Should you choose Cursor or GitHub Copilot? Based on hands-on experience using both, here are the decision criteria organized around development style, team structure, and budget.

Shingo Irie
Shingo Irie

Indie developer

What you'll learn

Learn the role differences between Cursor and GitHub Copilot, their strengths by use case, practical dual-use setups, migration tips, pricing patterns, and security checkpoints for making the right choice for your workflow.

SECTION 01

The Bottom Line: Three Decision Criteria

Asking "which is better, Cursor or GitHub Copilot" won't lead you to a useful answer. The right question is "which one works better for my current development workflow." That reframe changes everything.

Through extensive trial and error, three decision axes emerged: development style, team structure, and budget. Mapping your situation to these three dimensions naturally points you toward the right choice.

Here's how these axes break down:

- Development style: Do you mostly write new code, or maintain and read existing codebases?
- Team structure: Are you a solo developer, or part of a collaborative team?
- Budget: Can you afford subscriptions to both, or do you need to pick one?

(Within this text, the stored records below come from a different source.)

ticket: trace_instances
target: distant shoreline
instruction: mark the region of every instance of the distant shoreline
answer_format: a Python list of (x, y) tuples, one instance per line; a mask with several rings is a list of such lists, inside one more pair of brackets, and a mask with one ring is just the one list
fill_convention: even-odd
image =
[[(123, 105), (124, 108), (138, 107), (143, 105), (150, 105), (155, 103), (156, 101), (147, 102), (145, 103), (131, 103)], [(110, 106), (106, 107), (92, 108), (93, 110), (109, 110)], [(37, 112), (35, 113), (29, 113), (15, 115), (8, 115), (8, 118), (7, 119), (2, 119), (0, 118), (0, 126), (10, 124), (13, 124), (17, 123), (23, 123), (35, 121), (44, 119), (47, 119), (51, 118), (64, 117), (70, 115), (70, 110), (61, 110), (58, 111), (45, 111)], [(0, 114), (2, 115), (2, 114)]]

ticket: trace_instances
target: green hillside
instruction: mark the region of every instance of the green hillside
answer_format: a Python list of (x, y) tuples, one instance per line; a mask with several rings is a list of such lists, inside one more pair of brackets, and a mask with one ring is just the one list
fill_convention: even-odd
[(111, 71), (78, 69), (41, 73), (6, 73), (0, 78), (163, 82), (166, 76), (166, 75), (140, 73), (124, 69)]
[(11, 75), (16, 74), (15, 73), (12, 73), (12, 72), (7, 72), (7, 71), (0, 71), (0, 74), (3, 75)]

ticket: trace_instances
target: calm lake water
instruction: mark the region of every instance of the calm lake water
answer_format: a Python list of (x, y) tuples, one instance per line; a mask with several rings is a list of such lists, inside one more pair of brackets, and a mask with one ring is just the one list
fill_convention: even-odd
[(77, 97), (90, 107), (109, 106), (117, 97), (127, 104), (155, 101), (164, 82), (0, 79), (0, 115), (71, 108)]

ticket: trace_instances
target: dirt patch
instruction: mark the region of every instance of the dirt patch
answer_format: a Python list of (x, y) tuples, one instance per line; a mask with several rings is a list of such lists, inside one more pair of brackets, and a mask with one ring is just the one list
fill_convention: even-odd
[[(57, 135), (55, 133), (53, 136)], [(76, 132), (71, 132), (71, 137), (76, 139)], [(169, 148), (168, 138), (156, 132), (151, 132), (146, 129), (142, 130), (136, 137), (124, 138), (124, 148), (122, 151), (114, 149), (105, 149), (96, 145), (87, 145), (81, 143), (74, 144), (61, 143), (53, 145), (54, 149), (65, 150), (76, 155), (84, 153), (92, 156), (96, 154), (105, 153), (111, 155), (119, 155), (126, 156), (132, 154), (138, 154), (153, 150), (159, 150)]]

This article lays out the strengths and weaknesses of each tool by use case, drawn from real experience using both. Think of it less as "which to switch to" and more as "how to combine them."

Some people will end up choosing one tool; others will settle on a dual-use setup. The right answer varies by person, so start by examining your own workflow.

SECTION 02

What's Actually Different: Clarifying the Roles

GitHub Copilot is an AI assistant extension that you add to an existing editor like VS Code. Its core experience is providing inline completion suggestions as you type.

Cursor, on the other hand, is an editor built from the ground up with AI at its core. It's forked from VS Code, so the look and feel are nearly identical, but AI integration is woven into the editor's foundation.

The distinction breaks down like this:

- Copilot: Inline completion is the main feature; chat exists but runs as an extension
- Cursor: Chat, multi-file editing, and context understanding are built into the editor itself
- In common: Both use large language models for code generation, explanation, and modification

Because they look almost identical, it's perfectly natural to wonder what the real difference is at first. The gap shows up when you're working across an entire project or modifying multiple files simultaneously.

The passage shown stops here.